冬場、ボツボツだった出産が、彩を見せ始めることです。家畜や季節感なく生まれるフルーツコウモリの出産を除いても、ワオキツネザル、エリマキキツネザル、アクシスジカの出産が見られました。
春の心地よさをより誘うように、いずれも仲睦まじい母子の姿を披露。まあ、エリマキキツネザルだって二度目。後の二種類はベテランの母親です。当然といえば当然かもしれません。
子供動物園において、数ヶ月に渡って続いていた小獣舎の建設工事が終了して、ミーアキャットが引っ越し、プレーリードッグが新たに展示されました。
小さな動物ですが、程よい距離で見られ、温かみを感じさせます。
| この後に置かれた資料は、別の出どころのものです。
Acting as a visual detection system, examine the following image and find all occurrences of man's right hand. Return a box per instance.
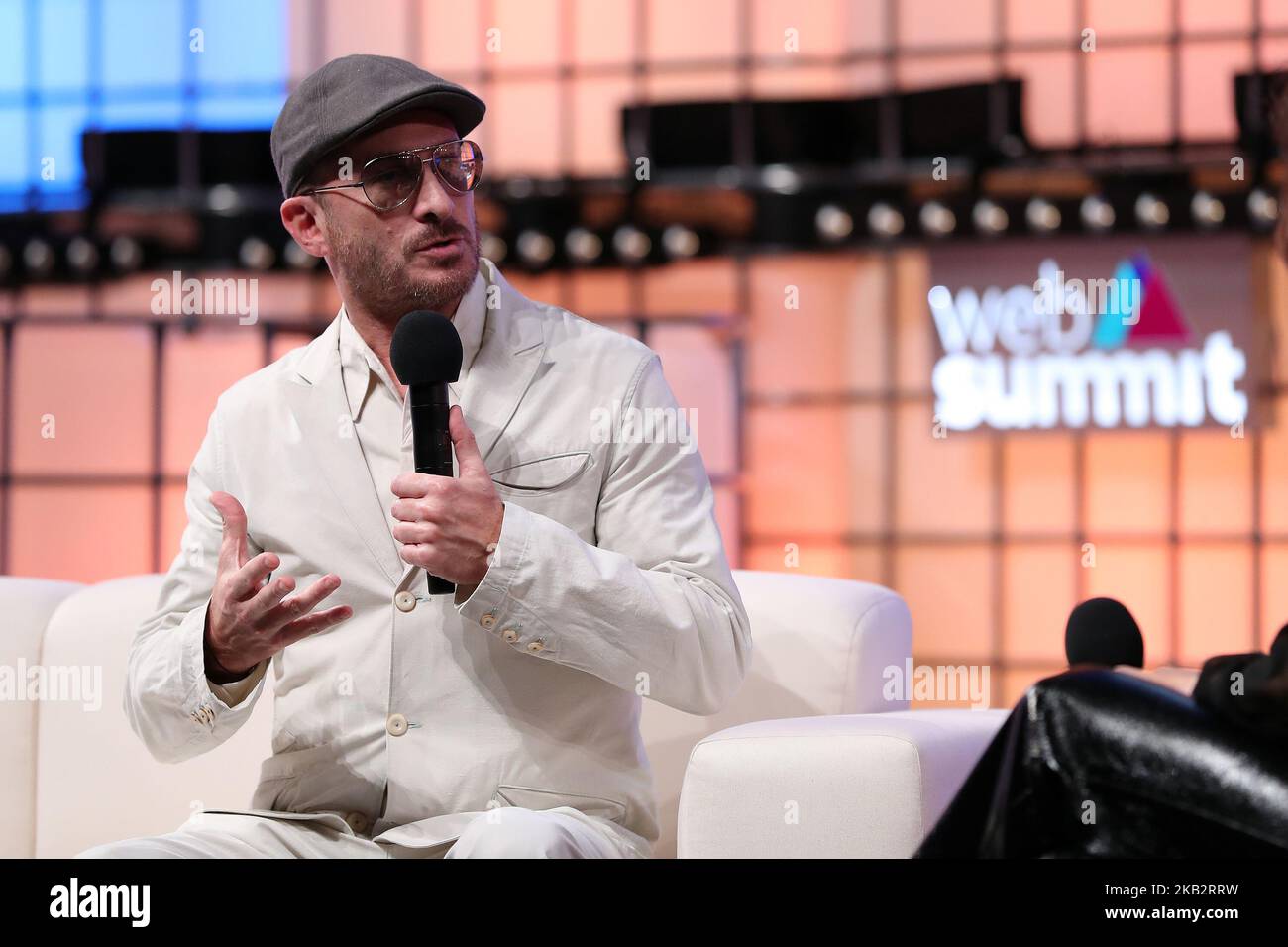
[206,491,353,683]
ミーアキャット同様、ちょこんと二本足で立って周囲を見渡す愛らしい仕草は、きっと人気を呼ぶことでしょう。何たってリスの仲間、可愛らしさは格別です。
他、先(五月八日)に生まれたエリマキキツネザルの子が横浜市野毛山動物園へ返却されました。繁殖の為に動物を貸したり借りたりすることが多い昨今、これからもこんなことが度々あるでしょう。
東京都井の頭公園へは、日本産動物の展示コーナーが新たに設けられたということで、保護されていた野鳥の多くが寄贈されました。行き場を失っていた彼らですが、単に安住の場になるのではなく、より詳しく紹介する場であって欲しいと思います。
以上、動物園の一年でした。ZOO日誌より主なものを抜粋、それに少し肉付けしただけに終わってしまいましたが、紙面に限りがある以上やむを得ないでしょうか。